SCIENTOMETRIC ANALYSIS OF RESEARCH ON TUBERCULOSIS IN THE HOMELESS POPULATION IN SOUTH AMERICA, 2013 - 2023
Why this work is in the frame
A frame that forgets how it found something cannot be audited. These are the routes that admitted this work.
Bibliographic record
Abstract
Objective: To describe the scientometric profile of scientific production related to tuberculosis in the homeless population in South America, offering a new perspective on the impact of this disease on this vulnerable population. Methods: This is a bibliographic research based on publications about tuberculosis (TB) in South America, indexed in PubMed, Cochrane, LILACS/Scielo, Web of Science, and embase databases, according to specific criteria, from 2013 to 2023. Data regarding authorship, publication source, collaboration networks, socioeconomic analysis, and term frequency were extracted and analyzed, with a focus on the conceptual structure of the studies. Bibliographic networks were built using the scientometric visualization software VOSviewer® 1.6.16, and data science tools were applied to the generated spreadsheets for the consolidation of the final dataset.
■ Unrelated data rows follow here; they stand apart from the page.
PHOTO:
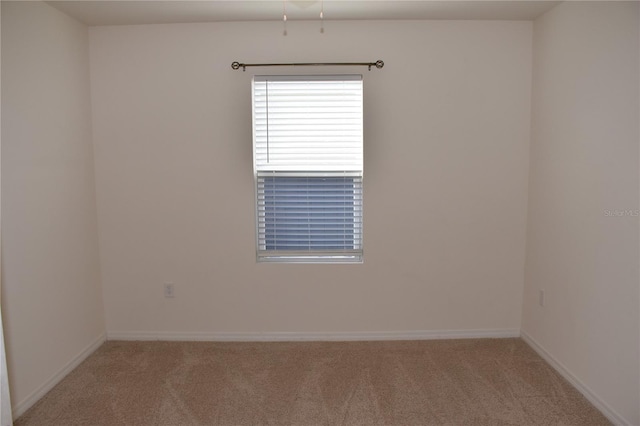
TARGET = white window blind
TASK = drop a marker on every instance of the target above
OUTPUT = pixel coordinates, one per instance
(307, 134)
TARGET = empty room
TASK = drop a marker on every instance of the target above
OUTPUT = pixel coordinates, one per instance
(320, 212)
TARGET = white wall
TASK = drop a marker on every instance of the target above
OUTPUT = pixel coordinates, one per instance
(584, 172)
(51, 296)
(446, 159)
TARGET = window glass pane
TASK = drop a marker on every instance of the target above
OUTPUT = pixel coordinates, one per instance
(314, 213)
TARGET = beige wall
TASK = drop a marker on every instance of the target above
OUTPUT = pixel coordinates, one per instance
(584, 172)
(51, 297)
(446, 161)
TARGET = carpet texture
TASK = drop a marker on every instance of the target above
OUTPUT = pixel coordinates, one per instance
(436, 382)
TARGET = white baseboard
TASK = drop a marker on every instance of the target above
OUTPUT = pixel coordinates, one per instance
(21, 407)
(312, 336)
(604, 408)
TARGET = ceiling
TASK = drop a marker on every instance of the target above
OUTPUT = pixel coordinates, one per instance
(121, 12)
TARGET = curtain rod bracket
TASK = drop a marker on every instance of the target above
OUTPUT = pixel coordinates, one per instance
(378, 64)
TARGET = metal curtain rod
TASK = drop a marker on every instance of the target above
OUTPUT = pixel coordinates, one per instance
(378, 64)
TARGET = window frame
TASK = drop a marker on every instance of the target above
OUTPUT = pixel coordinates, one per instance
(354, 255)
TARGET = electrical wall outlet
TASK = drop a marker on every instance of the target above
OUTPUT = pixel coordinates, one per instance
(169, 290)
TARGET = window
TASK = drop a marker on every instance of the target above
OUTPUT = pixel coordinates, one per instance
(307, 140)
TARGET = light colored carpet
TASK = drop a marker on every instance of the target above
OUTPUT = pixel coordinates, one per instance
(437, 382)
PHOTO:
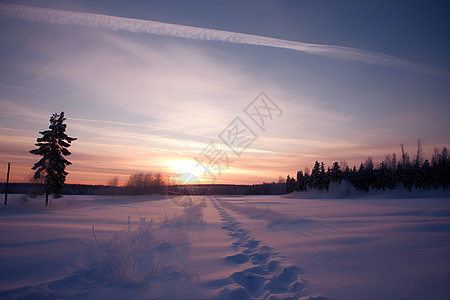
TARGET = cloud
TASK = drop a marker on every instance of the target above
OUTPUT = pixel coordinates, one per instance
(181, 31)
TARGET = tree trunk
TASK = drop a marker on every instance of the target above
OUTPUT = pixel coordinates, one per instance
(46, 196)
(7, 182)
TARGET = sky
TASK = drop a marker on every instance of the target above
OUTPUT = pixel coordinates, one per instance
(228, 91)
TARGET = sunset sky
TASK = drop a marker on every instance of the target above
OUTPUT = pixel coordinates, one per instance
(145, 97)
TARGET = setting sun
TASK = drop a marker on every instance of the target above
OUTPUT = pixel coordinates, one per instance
(187, 171)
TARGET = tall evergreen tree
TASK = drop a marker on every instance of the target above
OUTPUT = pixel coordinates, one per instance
(52, 146)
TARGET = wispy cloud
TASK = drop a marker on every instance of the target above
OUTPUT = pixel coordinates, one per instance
(181, 31)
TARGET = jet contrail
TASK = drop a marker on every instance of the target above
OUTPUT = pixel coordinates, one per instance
(64, 17)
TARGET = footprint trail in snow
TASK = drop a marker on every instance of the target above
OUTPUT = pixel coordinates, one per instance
(265, 276)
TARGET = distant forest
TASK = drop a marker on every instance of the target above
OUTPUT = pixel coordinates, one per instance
(391, 173)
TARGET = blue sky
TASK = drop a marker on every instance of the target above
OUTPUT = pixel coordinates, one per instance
(150, 103)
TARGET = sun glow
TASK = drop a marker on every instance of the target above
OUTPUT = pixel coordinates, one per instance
(187, 171)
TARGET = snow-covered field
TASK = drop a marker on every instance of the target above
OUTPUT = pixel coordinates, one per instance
(263, 247)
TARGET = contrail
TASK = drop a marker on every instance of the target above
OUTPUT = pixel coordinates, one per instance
(64, 17)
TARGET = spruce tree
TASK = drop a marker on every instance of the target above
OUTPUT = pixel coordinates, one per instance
(52, 146)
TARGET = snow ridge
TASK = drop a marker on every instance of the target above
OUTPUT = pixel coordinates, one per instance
(262, 213)
(267, 277)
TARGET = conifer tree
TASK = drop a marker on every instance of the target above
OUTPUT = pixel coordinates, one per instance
(52, 146)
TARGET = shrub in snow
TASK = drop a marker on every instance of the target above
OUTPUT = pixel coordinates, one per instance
(131, 257)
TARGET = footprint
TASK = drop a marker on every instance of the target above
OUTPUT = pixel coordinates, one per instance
(238, 258)
(250, 281)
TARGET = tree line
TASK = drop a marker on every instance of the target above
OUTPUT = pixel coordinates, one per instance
(391, 173)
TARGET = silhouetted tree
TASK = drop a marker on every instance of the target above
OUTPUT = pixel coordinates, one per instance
(52, 146)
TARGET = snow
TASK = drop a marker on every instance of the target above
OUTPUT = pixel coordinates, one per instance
(260, 247)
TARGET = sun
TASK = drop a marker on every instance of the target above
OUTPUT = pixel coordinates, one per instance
(187, 171)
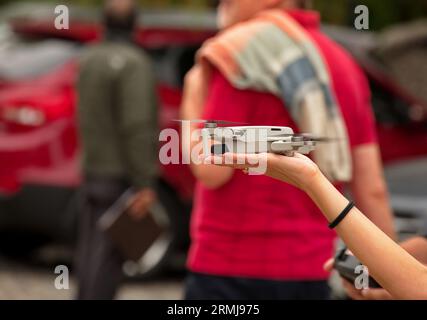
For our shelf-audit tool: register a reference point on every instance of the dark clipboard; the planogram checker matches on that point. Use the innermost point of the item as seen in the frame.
(133, 238)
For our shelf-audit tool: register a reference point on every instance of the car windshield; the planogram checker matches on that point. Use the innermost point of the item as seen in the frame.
(24, 59)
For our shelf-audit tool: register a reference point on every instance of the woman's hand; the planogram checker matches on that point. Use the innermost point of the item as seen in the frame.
(356, 294)
(298, 170)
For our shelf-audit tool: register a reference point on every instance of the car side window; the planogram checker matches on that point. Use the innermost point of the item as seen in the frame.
(389, 109)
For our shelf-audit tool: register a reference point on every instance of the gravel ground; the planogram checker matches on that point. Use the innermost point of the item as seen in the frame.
(20, 281)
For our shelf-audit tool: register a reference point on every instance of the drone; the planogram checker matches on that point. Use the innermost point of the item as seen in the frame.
(254, 139)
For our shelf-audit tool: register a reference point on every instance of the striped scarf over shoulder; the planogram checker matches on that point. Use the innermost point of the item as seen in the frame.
(273, 53)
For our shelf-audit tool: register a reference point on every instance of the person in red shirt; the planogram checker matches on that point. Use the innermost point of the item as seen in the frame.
(254, 237)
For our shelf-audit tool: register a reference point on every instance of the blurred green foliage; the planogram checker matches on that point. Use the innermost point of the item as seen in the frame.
(382, 12)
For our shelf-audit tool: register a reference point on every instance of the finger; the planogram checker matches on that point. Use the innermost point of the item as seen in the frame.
(376, 294)
(329, 265)
(351, 291)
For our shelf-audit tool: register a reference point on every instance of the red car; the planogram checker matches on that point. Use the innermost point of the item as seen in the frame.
(39, 149)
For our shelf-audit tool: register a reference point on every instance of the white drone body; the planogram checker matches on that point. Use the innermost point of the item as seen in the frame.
(254, 139)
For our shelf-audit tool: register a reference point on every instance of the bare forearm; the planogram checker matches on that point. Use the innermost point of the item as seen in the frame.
(377, 208)
(417, 247)
(395, 269)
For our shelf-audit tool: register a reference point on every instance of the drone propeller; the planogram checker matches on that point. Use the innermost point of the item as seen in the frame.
(309, 137)
(217, 122)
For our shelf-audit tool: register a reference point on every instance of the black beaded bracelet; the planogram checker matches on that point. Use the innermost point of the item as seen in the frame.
(341, 216)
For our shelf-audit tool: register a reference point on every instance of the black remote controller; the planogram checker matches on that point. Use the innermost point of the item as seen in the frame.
(346, 265)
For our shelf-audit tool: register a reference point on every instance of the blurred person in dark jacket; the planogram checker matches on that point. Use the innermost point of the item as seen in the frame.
(118, 128)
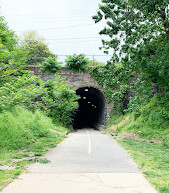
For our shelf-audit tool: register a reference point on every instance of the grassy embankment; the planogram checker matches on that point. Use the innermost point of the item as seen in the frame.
(24, 137)
(147, 140)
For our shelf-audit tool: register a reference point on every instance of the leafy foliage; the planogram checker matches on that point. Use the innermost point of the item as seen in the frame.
(37, 49)
(51, 65)
(116, 82)
(77, 63)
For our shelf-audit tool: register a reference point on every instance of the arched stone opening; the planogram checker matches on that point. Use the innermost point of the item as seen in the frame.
(92, 108)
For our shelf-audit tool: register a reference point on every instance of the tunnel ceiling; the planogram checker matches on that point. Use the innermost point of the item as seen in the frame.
(91, 108)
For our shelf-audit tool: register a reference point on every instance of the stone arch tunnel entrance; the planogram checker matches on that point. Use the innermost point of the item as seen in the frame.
(91, 112)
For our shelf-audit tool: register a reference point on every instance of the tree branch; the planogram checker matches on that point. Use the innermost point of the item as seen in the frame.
(3, 69)
(9, 74)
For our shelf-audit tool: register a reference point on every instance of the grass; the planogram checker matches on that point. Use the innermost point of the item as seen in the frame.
(138, 137)
(25, 136)
(153, 160)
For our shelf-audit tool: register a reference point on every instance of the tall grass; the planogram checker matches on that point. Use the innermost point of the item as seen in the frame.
(20, 127)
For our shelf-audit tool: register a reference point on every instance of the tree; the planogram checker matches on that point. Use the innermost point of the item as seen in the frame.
(77, 63)
(12, 56)
(51, 65)
(138, 33)
(37, 49)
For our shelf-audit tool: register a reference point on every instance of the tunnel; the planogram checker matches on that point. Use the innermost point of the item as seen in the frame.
(91, 109)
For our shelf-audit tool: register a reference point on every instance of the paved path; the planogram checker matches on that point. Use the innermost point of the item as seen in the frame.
(86, 162)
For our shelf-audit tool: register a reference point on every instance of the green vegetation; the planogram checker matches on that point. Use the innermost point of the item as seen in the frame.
(152, 159)
(34, 114)
(147, 144)
(77, 63)
(136, 81)
(35, 47)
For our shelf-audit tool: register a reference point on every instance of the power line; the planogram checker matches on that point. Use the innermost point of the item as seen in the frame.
(74, 38)
(73, 26)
Results: A total of 82 publications were included in the study and analyzed according to the established inclusion criteria. Among these, an annual average of 48.6 citations per publication on tuberculosis in the homeless population in South America was observed. Conclusion: The study highlights the still limited number of studies focused on tuberculosis in this specific population. Despite advancements in scientific production, there is a concentration of publication origins in geographical areas with lower disease endemicity. These results point to the need for greater investment aimed at understanding, monitoring, and controlling tuberculosis. The analysis of bibliographic production plays a strategic role in strengthening scientific development and planning disease control programs in vulnerable populations.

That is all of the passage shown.